Não amplia embora reconforte e tonifique aos afins.  Faz o contraponto simétrico da extrema-direita e corre o risco de ser nivelado como tal. Ainda não foi chamado a explicar como,  diabos,  o cabo Daciolo pôde alguma vez ser aceito no PSOL a ponto de ter conseguido se eleger deputado federal pelo partido, antes de ser expulso por razões que se podem facilmente imaginar. 

 Embora seja injusto --não existe equivalência nem política nem moral entre ambas--  no imaginário popular os extremos se tocam. 

 Já o Meirelles é um personagem a parte. No primeiro debate disputou com o Daciolo o papel da pior imagem televisiva. No segundo conseguiu articular-se um pouco melhor. Sua mensagem pode resumir-se a: “gestor financeiro experiente (mas sem imaginação nem visão histórica) procura uma aliança de segundo turno que  lhe permita continuar sendo o tzar da economia brasileira para por em prática receita clássica  (neoliberal, direis) que permitir-lhe-a arrumar a economia brasileira um dia, não se sabe quando, a preço social proibitivo e cruel”. Sai de baixo...

 Ah, sim, o púlpito vazio.
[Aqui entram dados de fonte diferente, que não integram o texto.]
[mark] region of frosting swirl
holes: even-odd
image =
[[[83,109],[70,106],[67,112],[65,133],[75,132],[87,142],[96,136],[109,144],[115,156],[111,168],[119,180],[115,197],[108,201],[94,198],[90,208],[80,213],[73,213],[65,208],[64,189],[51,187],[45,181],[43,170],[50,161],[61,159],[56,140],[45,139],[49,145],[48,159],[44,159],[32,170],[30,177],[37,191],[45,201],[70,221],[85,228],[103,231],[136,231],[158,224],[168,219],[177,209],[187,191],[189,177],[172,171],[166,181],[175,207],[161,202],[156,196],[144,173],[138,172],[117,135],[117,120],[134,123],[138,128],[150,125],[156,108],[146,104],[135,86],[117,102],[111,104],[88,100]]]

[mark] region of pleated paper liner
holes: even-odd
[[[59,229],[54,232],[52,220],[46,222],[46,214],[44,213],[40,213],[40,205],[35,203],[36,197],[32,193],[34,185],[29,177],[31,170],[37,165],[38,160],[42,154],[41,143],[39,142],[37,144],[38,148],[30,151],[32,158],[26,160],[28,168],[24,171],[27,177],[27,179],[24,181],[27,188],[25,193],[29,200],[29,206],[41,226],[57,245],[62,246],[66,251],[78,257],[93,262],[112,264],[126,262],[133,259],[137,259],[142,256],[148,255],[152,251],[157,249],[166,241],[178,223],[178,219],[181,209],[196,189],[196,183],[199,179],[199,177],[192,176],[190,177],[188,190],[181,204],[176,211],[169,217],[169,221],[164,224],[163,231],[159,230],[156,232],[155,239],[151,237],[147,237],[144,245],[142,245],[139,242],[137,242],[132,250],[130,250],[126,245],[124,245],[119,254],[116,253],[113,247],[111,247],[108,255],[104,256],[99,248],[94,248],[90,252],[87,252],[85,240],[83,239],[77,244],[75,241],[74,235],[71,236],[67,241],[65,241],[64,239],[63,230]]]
Ninguém sabe como será a entrada em cena do Fernando Haddad. Bom sujeito, moderado, amigo de Fernando Henrique, destinado a representar in absentia um Lula, indignado,  injustamente preso mas justamente responsabilizável por toda roubalheira destinada a custear o hegemonismo petista. Haddad pode, malgré lui, como diriam os franceses, acabar encarnando o PT na sua era Gleisi, totalmente afastado do centro de gravidade da política brasileira, sem um pingo de autocrítica em relação aos erros cometidos e decididamente puxando a corda para um lado enquanto Bolsonaro puxa para o outro. É, possivelmente,  o adversário de segundo turno dos sonhos do Jair. Novamente malgré lui.


 Putzgrila, como se dizia antigamente.